Spain's government will slash net borrowing from bond markets by nearly a quarter in 2011, the Treasury said today, as it fends off market fears of a debt crisis.

Investors have shown deep concern over the annual deficit being racked up by the Spanish government and its heavy reliance on the bond markets, leading them to demand higher and higher returns.

An economic and financial rescue for Spain would be far bigger than anything seen to date in Europe: the size of its economy is twice that of Greece, Ireland and Portugal combined.

Spain's Treasury said it had managed to cut borrowing from markets in 2010 and would do so again in 2011 because of austerity measures adopted by the government.

For the year ahead, the Treasury estimated net financing needs of €47.2 billion - a decline of 24% from 2010. But the figure was slightly higher than previously announced because of the country's €3.588 billion contribution to a European financial rescue for Greece.

Net bond issues in 2010 amounted to €62.1 billion, compared to the €76.8m forecast at the start of the year, the Treasury said in a statement.
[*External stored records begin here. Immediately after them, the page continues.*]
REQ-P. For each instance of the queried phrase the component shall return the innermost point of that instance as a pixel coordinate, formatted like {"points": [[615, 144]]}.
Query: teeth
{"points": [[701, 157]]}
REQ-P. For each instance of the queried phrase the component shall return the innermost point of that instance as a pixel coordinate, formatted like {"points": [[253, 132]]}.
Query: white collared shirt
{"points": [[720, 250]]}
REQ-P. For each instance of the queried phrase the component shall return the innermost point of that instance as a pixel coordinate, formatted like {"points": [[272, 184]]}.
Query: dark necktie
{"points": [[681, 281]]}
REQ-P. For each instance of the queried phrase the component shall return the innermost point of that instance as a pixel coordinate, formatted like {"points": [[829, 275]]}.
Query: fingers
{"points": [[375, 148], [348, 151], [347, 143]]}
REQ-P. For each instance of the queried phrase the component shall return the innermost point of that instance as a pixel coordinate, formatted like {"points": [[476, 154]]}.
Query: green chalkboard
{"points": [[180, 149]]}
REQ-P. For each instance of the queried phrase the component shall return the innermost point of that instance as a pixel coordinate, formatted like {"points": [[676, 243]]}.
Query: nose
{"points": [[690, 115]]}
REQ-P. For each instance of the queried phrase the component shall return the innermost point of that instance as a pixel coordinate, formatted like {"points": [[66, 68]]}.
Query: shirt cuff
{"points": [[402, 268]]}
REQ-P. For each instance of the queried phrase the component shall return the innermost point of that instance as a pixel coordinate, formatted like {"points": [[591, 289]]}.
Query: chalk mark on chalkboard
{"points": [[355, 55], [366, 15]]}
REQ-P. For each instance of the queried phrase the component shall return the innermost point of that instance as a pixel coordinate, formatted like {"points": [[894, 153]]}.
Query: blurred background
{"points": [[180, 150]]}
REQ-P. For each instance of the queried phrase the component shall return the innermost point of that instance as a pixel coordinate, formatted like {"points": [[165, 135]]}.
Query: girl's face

It was a sharp decline from the €116.7 billion in net bond issues for 2009.

Meanwhile, Portugal said it plans to issue in 2011 around €20 billion in debt, primarily in treasury bonds, to satisfy the government's financing needs.

Prime Minister Jose Socrates said earlier this month that although investors have driven up the price the country must pay to borrow, Lisbon would not have any difficulties in raising the funds from bond markets.